The new year is off to a rocky start with slower growth in China, falling oil prices, geopolitical instability and the threat of bankruptcies in junk bonds, all of which contribute to prolonging the volatility that marked 2015.
“While we do not believe the stock market will end the year with a significant decline, we do think that volatility will be a recurring theme in 2016 marked by several intermittent starts and stops in the stock market,” said Bill Walsh, CEO of Hennion & Walsh
Tipp noted that pressure from hedge funds’ forced-selling is pushing spreads out to levels that create buying opportunities for funds with cash to put to work.
“The impression we have is that some hedge funds have been experiencing withdrawals because of a difficult performance environment,” Tipp said. “Buying as spreads widen is an area we’ve had exposure to and that we are actively looking at.”

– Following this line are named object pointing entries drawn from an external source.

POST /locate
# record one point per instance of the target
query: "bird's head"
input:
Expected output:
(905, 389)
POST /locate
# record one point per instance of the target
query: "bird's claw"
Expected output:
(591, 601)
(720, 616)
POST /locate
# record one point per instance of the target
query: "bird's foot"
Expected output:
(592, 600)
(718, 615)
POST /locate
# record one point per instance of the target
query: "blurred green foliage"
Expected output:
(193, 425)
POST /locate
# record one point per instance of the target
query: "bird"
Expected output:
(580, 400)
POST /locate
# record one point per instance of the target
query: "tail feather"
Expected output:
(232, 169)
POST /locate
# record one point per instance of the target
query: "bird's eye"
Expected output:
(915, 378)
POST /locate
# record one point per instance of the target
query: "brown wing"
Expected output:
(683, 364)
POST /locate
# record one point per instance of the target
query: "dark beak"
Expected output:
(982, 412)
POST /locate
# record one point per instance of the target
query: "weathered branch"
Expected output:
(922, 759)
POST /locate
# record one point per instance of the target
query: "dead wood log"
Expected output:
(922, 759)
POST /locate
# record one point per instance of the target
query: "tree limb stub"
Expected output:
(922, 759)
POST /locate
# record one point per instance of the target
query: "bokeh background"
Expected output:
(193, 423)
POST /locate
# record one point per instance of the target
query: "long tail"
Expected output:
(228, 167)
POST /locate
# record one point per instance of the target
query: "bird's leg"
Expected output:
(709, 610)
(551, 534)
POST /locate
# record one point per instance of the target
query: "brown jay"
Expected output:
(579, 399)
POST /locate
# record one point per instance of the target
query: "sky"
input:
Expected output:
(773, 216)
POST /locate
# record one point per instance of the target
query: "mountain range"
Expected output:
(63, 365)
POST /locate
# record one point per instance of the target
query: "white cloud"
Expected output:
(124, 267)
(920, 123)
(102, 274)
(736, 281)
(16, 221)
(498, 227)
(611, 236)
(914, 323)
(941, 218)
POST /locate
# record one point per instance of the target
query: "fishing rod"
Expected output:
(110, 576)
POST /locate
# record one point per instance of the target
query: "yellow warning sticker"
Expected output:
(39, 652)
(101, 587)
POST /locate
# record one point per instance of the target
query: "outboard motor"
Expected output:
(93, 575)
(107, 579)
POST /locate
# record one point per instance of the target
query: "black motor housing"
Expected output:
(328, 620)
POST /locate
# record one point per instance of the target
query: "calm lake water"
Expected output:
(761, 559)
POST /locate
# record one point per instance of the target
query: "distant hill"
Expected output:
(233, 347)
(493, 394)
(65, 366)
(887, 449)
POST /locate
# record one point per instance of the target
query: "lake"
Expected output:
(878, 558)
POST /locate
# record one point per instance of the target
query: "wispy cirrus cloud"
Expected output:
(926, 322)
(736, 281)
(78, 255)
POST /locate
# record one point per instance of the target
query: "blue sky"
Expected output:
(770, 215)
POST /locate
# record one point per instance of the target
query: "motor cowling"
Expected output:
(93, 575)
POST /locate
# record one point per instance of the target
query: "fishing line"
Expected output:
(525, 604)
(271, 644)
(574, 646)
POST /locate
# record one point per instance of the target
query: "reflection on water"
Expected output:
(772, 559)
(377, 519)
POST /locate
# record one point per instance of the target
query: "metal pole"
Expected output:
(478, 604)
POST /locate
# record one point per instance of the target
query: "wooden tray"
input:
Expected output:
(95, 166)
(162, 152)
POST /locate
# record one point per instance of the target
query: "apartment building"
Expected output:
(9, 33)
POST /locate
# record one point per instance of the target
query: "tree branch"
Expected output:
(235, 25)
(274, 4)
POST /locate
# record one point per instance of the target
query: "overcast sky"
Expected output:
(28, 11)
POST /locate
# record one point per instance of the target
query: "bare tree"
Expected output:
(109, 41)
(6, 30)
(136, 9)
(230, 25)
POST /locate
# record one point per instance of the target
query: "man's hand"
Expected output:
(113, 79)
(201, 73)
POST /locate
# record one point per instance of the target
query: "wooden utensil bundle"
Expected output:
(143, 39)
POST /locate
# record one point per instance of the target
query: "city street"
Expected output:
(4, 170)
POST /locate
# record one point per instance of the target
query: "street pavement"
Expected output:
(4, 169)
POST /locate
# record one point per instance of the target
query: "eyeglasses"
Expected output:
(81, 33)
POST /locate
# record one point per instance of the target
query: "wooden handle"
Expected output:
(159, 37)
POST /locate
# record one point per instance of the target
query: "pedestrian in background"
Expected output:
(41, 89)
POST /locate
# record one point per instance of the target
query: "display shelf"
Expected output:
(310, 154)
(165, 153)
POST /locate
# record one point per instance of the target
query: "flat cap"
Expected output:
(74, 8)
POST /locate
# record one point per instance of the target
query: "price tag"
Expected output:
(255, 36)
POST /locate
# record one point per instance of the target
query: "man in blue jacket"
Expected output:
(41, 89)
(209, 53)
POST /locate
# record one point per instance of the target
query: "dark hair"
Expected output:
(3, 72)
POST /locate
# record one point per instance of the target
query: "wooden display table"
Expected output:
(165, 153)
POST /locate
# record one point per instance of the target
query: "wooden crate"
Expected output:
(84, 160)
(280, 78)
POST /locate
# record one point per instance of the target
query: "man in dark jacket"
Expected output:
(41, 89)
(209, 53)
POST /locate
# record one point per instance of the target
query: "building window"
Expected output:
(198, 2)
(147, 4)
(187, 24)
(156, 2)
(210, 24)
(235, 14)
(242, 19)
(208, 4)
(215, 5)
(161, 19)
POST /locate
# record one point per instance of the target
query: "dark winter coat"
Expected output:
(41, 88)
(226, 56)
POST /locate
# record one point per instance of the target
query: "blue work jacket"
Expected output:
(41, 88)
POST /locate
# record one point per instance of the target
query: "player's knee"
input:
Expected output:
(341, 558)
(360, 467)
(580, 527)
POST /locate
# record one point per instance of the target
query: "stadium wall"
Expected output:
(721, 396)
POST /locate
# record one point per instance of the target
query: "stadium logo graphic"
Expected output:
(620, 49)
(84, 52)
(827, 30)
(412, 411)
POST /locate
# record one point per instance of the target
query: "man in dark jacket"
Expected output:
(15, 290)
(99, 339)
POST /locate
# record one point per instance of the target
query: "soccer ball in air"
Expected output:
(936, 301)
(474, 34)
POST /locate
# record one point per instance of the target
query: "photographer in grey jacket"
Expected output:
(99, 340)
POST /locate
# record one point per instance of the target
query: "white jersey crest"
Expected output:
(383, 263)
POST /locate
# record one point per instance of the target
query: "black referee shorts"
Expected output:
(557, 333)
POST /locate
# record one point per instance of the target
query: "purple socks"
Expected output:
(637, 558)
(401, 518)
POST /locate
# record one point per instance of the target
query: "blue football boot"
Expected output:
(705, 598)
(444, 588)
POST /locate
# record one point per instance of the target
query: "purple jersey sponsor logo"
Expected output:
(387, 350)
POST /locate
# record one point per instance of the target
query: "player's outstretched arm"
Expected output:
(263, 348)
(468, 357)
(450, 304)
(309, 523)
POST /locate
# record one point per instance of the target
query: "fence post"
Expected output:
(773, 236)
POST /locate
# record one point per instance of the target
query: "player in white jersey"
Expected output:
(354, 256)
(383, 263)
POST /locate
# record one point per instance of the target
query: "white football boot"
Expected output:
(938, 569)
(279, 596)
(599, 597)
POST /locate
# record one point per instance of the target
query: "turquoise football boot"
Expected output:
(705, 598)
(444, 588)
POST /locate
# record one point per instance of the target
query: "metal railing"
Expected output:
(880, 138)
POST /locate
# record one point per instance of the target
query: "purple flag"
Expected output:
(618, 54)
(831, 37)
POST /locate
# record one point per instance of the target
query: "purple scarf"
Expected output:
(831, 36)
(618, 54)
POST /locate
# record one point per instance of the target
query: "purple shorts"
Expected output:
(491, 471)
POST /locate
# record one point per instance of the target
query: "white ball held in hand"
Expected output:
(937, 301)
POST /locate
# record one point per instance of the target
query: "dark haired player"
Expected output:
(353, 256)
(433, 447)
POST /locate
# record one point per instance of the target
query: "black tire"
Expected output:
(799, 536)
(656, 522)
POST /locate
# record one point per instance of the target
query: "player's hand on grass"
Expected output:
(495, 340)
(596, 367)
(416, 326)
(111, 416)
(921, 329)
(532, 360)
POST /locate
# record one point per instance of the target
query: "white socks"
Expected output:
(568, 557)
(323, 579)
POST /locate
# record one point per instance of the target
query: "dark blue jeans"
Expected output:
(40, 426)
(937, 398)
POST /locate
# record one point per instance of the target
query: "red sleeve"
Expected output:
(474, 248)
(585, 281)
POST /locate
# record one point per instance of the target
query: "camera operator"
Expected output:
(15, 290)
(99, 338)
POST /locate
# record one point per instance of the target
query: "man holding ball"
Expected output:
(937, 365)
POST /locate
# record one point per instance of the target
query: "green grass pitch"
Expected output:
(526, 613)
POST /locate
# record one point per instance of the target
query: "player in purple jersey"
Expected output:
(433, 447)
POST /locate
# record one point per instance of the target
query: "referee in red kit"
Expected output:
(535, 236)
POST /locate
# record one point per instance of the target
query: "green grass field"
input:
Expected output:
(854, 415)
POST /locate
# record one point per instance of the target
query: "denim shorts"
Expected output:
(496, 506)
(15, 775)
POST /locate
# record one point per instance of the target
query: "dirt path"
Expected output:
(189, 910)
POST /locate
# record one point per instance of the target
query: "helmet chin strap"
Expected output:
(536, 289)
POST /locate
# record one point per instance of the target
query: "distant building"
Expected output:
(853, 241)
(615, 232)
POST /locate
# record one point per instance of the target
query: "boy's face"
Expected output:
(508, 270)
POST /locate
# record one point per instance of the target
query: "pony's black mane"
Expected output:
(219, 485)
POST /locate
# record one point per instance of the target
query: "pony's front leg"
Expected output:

Investment grade municipal bonds and preferred securities are among the asset classes that have traditionally performed well during periods of heightened stock market volatility.
“In some cases, high-rated collateralized loan obligations (CLO), commercial mortgage backed securities (CMBS) and other structured products offer spreads in the 1.5% and 2% range,” Tipp told Financial Advisor. “We see these as very attractive and that’s before going into the lower-rated area of investment grade whether that be in financials or whether you move into high yield again away from the extraction sector.”
Karissa McDonough, chief fixed-income strategist with People's United Wealth Management, recommends advisors focus bond portfolios on core bond allocations, such as treasuries, government securities, mortgages and investment grade corporate bonds.
“Core bond allocations now represent more than 80% of our tactical fixed-income portfolio, which is a 10 percent to 15 percent rise over the allocation we had recommended to clients two years ago,” McDonough said. “In taxable portfolios, municipal positions may be substituted for a large portion of the core allocation depending on the client’s tax bracket.”